Monthly Archives

May 1916

Did Lionel Kennedy get married to evade compulsory military service or just to pass the time away?

May 16, 1916

May 16, 1916

Dear Amy,

I got a letter from you on March 16 and it’s very newsy.

Did Lionel Kennedy get married to evade compulsory military service or just to pass the time away?

Fancy Ock being so handy! It all comes from when he used to drive nails into the capping block in the smithy. I often miss a good kit of tools.  When we were in Turkey I collected and made a few tools for muddling about with. I would get a good bit of amusement out of collecting brass and aluminium nose caps off the shells. I made a ring for a finger last week in the trenches from the driving band of a German shell and will send it to youth some curios when I get the chance,  We came out of the firing line last evening after ten days.  It was our fourth shift and we are getting used to the different warfare.  There is more shelling than we got against us in Turkey but being able to back clean out of it for as long as we have is great.  We get cleaned up and rested. We have to sleep in our fighting gear when in the trenches and get pretty dirty and anything but comfortable. We can take our clothes off during the day and get a wash.

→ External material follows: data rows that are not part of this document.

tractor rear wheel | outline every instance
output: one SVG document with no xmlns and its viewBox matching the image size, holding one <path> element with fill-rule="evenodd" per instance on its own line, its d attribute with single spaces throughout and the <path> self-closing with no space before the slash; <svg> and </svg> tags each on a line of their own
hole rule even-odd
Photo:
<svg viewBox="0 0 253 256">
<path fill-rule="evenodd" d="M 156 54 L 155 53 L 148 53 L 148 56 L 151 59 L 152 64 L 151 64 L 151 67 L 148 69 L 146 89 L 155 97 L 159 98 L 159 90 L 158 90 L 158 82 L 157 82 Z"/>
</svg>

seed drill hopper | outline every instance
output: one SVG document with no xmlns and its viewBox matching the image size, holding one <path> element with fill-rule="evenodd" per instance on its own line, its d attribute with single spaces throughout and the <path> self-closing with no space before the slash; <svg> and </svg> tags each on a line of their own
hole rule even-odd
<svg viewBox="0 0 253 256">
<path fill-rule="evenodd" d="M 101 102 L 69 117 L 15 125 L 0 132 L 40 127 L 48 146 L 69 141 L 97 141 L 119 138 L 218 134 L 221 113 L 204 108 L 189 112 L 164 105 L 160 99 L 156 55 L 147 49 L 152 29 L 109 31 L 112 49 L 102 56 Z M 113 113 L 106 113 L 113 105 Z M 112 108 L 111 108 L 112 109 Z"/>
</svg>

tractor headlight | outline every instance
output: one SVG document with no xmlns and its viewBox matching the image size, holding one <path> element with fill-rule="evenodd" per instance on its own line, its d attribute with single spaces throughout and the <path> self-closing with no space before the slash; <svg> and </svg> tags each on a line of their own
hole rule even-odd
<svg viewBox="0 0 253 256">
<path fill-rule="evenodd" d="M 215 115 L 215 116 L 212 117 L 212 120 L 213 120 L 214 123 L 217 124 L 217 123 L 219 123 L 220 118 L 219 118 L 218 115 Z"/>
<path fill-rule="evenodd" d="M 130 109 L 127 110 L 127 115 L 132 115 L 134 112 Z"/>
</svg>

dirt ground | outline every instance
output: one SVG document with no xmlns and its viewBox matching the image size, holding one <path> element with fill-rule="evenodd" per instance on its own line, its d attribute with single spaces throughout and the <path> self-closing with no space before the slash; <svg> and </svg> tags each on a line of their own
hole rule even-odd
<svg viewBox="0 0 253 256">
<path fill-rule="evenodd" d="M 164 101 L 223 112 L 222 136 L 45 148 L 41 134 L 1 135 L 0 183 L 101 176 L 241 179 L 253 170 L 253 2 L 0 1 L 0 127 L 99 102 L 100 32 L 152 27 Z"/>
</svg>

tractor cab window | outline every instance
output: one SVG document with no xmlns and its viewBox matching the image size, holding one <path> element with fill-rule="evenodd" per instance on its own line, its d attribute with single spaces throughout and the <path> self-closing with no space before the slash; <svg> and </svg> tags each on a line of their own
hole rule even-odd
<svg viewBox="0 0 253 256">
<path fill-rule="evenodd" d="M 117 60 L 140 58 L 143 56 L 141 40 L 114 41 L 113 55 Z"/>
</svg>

We are getting leave and a pass to England next week and I am looking forward to it.  There are not a great many of the original battalion left now and the old hands are getting leave.  80% were lost in the first week in Turkey.

The weather is warming up nicely.  The crops have grown about a foot since we came.

The country is very pretty.

Love to all, Stid

Looking for a shell that didn’t explode

May 3, 1916

May 3, 1916

My dear Mother,

I got a couple of letters from home during the week.

Mrs Myers sent me some reading matter. That was nice of her, wasn’t it.

The people here just finished putt in their crops and they are growing nicely.  They sow much heavier than we do and they come up very quickly like hedges.  The soil is soppy wet, 14” deep. I’ve been down that far looking for a shell that didn’t explode and stopped when I came to water.  In the little paddocks the grass is a couple of feet high- everything in blossom.  The place looks lovely.  They get the greatest wheat yield in the world about here.  There is not room for a big paddock but every space that is not built on is cropped.  All the trees have been planted in rows and are pruned each season for wood.

I have been in the trenches for three sessions.

There are a couple of McCormick reaper and binders near our line and there are single furrow plows everywhere.

I am to get a trip to England next week on furlough.  There are not a great many original men in the battalion and we are getting a holiday in any part of England we like – with a railway pass that will take us anywhere so the next letter you get will probably be written there.  I have a couple of addresses to go to there that Aunt Grace gave me.  We got the english papers one day old here so we are well off for news.

I think the Irish rebels want shooting very badly.

I saw 115 big shells drop round one of our guns recently.  Some did not explode and I lowered an ordinary shovel down the hole.  It made 12” to water.  How much further it went I do not know.  They make a very violent explosion when they go off.